On 10/16/2018 05:58 PM, Markus Scherer wrote:
On Tue, Oct 9, 2018 at 8:57 PM Tom Honermann <tom@honermann.net> wrote:
The C standard defines a (very) few functions in terms of the C char16_t typedef (mbrtoc16, c16rtomb).  Within C++, those functions are exposed in the std namespace as though they were declared with the C++ builtin char16_t type.  Has there been much consideration for similarly exposing ICU's C APIs to C++ consumers?

C++ code calls ICU C APIs all the time.

Of course, sorry, I wasn't very clear with that question.  Let me try again.  I was responding to this quote:

> Unfortunately, if UChar is configured != char16_t, you need casts or cast helpers for using C APIs from C++ code.

The question is, effectively, whether consideration has been given to providing cast helpers in a manner similar to how standard C++ provides access to standard C functions; e.g., by exposing cast helpers in a C++ namespace.  More concretely, whether something like the following has been considered:
U_STABLE UChar * U_EXPORT2
u_strchr(const UChar *s, UChar c);

#if defined(__cplusplus)
namespace icu {
  char16_t * U_EXPORT2
  u_strchr(const char16_t *s, char16_t c);
};
#endif /* __cplusplus */
Noting that there are methods on at least some platforms that avoid having to actually write a definition for the namespace scoped signature when the functions have compatible calling conventions.

People use C APIs because they can be binary stable, and they want to be able to link with multiple versions of the ICU DLL.

Indeed.


People who call C++ APIs either tightly control DLL versions or link everything statically.

Despite not wanting to...


It would be really nice if it was feasible to provide stable C++ API from a shared library.

but having to because of this :)


(This technique is not without complexities.  For example, attempting to take the address of an overloaded function without a cast may be ambiguous.  I'm just curious how much this or similar techniques were explored and what the conclusions were)

Not sure what the question is.
There is of course no overloading on C APIs.

Hopefully I've clarified this above.


If u"literals" had just been uint16_t* without a new type, then we could have used string literals without changing API and breaking call sites, on most platforms anyway. And if uint16_t==wchar_t on Windows, then that would have been fine, too.

How would that have been fine on Windows?  The reinterpret casts would still have been required.

Why? If the two types had been typedefs of each other, there would need not be any casts.

I overlooked your mention of uint16_t==wchar_t.  However, uint16_t was added in C99 and I suspect it would have already been too late to define it as wchar_t when u"literals" were adopted.  Additionally, that would have resulted in the same problems that we now face with int8_t commonly being defined in terms of a character type.
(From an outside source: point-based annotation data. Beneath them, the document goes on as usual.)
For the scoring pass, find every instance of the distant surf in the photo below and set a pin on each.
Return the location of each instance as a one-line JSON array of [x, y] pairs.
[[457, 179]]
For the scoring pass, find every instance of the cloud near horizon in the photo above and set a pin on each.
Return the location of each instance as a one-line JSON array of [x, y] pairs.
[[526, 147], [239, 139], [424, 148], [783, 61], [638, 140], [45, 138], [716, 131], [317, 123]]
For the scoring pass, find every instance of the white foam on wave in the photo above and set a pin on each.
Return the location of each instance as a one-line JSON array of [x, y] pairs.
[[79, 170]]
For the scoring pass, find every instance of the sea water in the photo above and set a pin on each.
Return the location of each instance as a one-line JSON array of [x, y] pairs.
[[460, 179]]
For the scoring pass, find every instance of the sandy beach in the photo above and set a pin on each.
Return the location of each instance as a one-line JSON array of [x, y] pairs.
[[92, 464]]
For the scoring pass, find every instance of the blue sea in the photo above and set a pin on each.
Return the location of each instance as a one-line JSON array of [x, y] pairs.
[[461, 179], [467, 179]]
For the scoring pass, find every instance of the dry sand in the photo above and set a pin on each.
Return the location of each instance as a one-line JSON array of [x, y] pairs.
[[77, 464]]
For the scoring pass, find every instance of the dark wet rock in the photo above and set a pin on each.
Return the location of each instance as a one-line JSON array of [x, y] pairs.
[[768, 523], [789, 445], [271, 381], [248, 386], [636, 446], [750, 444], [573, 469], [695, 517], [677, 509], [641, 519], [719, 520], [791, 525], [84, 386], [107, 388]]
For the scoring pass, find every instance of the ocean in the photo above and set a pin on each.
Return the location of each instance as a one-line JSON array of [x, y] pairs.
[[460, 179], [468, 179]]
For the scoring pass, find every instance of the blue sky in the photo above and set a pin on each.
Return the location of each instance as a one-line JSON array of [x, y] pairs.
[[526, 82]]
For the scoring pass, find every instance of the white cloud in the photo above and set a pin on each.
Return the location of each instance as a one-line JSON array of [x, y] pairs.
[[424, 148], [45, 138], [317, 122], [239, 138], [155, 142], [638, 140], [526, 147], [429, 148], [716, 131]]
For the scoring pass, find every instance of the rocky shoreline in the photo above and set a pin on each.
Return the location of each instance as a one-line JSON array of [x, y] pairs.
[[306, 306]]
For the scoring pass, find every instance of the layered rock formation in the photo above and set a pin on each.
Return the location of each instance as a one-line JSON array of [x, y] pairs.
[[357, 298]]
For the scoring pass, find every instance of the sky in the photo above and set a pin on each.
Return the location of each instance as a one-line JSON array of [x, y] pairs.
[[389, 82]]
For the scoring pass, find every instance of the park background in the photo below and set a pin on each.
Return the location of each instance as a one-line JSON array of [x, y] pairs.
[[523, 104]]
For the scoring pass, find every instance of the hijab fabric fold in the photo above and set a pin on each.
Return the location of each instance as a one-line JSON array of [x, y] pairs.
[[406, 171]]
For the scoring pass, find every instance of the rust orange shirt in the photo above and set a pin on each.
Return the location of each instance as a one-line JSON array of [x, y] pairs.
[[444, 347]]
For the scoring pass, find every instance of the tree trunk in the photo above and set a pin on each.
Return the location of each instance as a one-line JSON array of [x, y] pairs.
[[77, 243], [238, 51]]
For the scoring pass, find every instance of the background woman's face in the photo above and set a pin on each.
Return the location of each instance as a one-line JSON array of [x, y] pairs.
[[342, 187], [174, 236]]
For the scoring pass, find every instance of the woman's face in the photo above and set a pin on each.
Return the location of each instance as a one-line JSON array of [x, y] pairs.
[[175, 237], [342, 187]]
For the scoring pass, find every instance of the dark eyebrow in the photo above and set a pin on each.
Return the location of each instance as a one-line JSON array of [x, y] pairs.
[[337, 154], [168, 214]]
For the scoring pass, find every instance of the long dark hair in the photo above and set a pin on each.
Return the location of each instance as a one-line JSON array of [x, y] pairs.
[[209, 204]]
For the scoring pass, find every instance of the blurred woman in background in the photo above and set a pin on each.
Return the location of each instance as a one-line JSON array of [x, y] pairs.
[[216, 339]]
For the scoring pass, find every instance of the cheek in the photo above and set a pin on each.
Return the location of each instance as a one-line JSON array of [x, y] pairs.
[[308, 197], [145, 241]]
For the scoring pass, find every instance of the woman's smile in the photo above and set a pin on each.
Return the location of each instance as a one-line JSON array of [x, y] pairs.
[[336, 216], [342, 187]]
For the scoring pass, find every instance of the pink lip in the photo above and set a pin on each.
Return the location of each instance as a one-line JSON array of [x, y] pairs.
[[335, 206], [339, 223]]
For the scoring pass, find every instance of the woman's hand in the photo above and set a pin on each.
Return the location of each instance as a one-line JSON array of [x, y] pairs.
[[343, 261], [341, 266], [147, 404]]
Lyberta provided one example, but there are others.  For example, serialization and logging libraries.  Consider a modern JSON library; it is convenient to be able to write code like the following that just works.

json_object player;
uint16_t scores[] = { 16, 27, 13 };
player["id"] = 42;
player["name"] = std::u16string("Skipper McGoof");
player["nickname"] = u"Goofy"; // stores a string
player["scores"] = scores;     // stores an array of numbers.

Note that the above works because uint16_t is effectively never defined in terms of a character type.

Sure, but that feels like cherry-picking: You introduce one new type for one specific kind of thing (a pointer to certain units holding a string), but every other data that's a vector of essentially the same base units is still not distinguishable -- you wouldn't be able to distinguish scores from coordinates from other lists of numbers etc.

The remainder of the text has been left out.